Um detalhe chama atenção no caso das fazendas Figueira Gaúcha e Pôr do Sol: a existência de uma licença emitida pela Secretaria de Meio Ambiente do estado (Semarh), obtida pela Pública, que permite o plantio agrícola em uma área de 2 mil hectares já desmatada e sob suspeita de grilagem, o que, na prática, regulariza o desmatamento ilegal. O documento tem validade até 7 de março de 2027 e foi assinado pelo então diretor de Licenciamento e Fiscalização da Semarh João Henrique de Sousa Sampaio, e pelo secretário de Meio Ambiente, Daniel Carvalho de Oliveira Valente.

Recentemente, a secretaria se viu envolvida em outro caso controverso envolvendo José James Pereira. Em 25 de agosto, o desembargador determinou, por meio de uma decisão monocrática, que a Semarh emita licenças para o desmatamento de mais de 74 mil hectares de terras para o plantio de milho e soja em fazendas que invadem uma unidade federal de conservação.

O desmate permitido atingirá a Estação Ecológica de Uruçuí-Una, em Baixa Grande do Ribeiro (PI), vizinha a Santa Filomena, como revelado pelo portal O Eco. À reportagem, a Semarh afirmou que “tomou as devidas providências junto à Procuradoria-Geral do Estado do Piauí” e que “se mostra contrária” à liminar que a obriga a autorizar o desmatamento de 74 mil hectares.

À Pública, a pasta disse em nota que a permissão de 2 mil hectares para as fazendas Figueira Gaúcha e Pôr do Sol se refere a “uma licença ambiental corretiva que regulariza uma atividade econômica sobre uma área já antropizada, a qual não dispõe de qualquer outra licença ambiental prévia”.

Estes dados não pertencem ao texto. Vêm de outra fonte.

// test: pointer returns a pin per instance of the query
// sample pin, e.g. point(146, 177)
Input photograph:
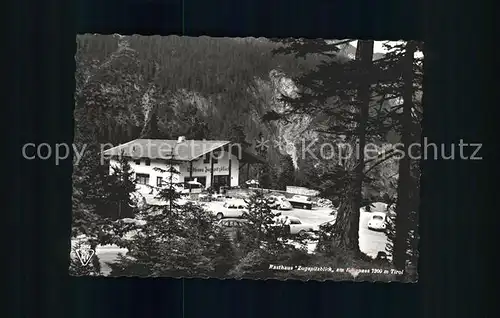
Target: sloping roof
point(187, 150)
point(163, 149)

Quanto à suspeita de ilegalidade no registro das fazendas, a Semarh afirma que “não constava no banco de dados geoespaciais do Estado qualquer conflito fundiário entre o detentor da licença e a comunidade tradicional Brejo das Meninas” à época da concessão da licença.

“Tal conflito somente se evidenciou em maio de 2023, mediante uma análise técnica por parte do INTERPI [órgão fundiário do governo do Piauí]. No entanto, cumpre frisar que, até o momento, o INTERPI não se manifestou nem pela regularidade de domínio da mencionada fazenda, nem sobre os limites do território ocupado pela população tradicional”, disse ainda a Semarh.